Imagine if you couldn't see couldn't hear couldn't speak... Then one day somebody took your hand and opened up the world to you.
Published by Hodder & Stoughton in January 2014
241 pages in review copy
Summary from the publisher’s website
Adeliza Golding is a deafblind girl, born in late Victorian England on her father's hop farm. Unable to interact with her loving family, she exists in a world of darkness and confusion; her only communication is with the ghosts she speaks to in her head, whom she has christened The Visitors. One day she runs out into the fields and a young hop-picker, Lottie, grabs her hand and starts drawing shapes in it. Finally Liza can communicate. Her friendship with her teacher and with Lottie's beloved brother Caleb leads her from the hop gardens and oyster beds of Kent to the dusty veldt of South Africa and the Boer War, and ultimately to the truth about the Visitors.
The Visitors has a striking cover: scarlet and slate grey silhouettes on a mottled cream vintage paper. There are hops, a ribbon across a child’s eyes and a rather lovely High Victorian font - all very suitable for the story inside.
It’s a large tale which broadens out from Adeliza’s intimate childhood in Kent to her adventures in South Africa as a young woman. The intrigue of who and what the Visitors are, and what they want spans the whole two-decade time-scale. It leads you on, as does Adeliza’s engaging personality.
Whilst the story covers her emergence into adulthood, it would not be unsuitable for a younger reader of high ability. There is romance – but it is handled with grace and sensitivity. I am happy to say that the supernatural element is also delicately and convincingly portrayed. It is unlikely to cause nightmares – yet it is essential to the plot.
Ideally, readers of The Visitors would revel in all the rich sensuality of Liza’s experience.

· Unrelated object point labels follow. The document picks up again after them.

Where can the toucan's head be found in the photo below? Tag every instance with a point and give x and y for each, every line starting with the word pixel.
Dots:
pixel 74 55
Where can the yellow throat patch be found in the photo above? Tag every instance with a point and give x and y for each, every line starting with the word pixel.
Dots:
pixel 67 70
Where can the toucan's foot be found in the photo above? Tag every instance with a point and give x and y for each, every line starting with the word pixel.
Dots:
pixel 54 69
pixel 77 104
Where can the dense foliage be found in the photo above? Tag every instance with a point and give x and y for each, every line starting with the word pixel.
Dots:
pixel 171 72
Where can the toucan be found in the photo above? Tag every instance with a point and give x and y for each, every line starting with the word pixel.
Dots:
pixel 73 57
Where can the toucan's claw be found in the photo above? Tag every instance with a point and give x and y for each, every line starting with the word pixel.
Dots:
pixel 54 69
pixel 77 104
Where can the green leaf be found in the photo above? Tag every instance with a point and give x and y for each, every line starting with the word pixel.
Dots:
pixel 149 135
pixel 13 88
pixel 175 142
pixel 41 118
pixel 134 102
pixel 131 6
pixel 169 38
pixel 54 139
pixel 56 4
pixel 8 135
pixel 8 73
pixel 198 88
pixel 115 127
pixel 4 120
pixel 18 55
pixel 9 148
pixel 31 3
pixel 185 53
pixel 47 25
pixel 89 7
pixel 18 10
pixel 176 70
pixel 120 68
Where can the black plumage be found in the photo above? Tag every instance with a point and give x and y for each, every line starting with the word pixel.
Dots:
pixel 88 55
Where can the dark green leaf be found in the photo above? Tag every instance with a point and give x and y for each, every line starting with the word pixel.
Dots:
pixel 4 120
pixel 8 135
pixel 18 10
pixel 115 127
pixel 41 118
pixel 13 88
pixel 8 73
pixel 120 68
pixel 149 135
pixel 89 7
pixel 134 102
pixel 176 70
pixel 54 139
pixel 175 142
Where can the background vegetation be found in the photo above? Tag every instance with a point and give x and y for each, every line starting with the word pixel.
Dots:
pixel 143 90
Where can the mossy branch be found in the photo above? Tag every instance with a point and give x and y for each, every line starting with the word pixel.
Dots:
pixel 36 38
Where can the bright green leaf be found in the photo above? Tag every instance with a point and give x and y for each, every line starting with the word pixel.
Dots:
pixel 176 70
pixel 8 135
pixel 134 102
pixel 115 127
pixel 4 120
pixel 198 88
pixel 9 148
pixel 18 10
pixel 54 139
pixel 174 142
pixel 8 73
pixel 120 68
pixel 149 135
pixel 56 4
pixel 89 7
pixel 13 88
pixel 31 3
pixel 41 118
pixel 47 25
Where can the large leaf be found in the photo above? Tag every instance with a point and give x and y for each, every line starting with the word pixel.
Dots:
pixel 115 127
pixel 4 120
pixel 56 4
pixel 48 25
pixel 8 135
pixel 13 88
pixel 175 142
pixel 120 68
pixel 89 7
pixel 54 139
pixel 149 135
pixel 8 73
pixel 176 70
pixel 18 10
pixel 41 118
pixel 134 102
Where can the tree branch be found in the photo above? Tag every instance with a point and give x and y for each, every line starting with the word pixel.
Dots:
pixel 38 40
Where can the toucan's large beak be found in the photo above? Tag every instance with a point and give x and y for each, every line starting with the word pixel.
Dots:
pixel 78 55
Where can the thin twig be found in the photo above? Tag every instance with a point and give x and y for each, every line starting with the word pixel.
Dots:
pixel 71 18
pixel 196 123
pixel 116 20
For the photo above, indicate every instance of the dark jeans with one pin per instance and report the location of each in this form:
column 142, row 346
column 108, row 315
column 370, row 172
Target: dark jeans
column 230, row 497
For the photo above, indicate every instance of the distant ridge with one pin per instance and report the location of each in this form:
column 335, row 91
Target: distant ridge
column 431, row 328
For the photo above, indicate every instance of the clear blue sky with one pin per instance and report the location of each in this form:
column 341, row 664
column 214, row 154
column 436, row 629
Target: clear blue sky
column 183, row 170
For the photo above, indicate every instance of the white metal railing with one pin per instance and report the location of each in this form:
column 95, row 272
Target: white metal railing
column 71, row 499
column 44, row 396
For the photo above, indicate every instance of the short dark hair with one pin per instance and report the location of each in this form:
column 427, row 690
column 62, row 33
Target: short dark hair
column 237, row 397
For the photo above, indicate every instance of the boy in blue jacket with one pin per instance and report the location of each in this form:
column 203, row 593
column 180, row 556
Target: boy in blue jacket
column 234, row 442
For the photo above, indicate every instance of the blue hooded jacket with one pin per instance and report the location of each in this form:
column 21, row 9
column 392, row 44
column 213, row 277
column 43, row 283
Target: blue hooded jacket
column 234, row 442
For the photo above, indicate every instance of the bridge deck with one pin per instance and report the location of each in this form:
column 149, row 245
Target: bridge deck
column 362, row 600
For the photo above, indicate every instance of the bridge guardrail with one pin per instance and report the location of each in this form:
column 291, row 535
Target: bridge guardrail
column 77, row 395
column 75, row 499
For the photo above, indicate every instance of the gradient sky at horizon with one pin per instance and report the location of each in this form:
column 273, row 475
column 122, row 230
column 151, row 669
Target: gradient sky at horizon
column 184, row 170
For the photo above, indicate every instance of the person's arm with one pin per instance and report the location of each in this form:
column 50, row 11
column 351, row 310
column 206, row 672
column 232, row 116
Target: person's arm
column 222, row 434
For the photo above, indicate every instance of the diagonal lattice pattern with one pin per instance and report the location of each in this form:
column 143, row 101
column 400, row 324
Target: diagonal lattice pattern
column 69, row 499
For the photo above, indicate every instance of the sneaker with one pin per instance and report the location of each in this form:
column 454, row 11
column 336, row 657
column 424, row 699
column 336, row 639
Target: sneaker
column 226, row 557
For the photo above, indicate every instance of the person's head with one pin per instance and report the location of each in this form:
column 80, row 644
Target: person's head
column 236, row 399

They would delight in the beautifully realised turn-of-the-century setting, language and period detail.
There are aspects of British Imperial history in the Boer War portrayed that are far more distressing than anything supernatural – not least, because they are based on truth. For me, reading about this through Caleb’s letters was less engaging than following Liza’s direct experience – but I suspect that’s a matter of personal taste. Besides, letters were often used in novels of the time, and they work well to distance the reader slightly from the events so that they are brought in gradually.
I would cheerfully recommend this book to lovers of rich, sweeping historical drama with an eerie core to it. There is a small cast of characters to engage deeply with and a fine mix of adventure, romance and ghosts.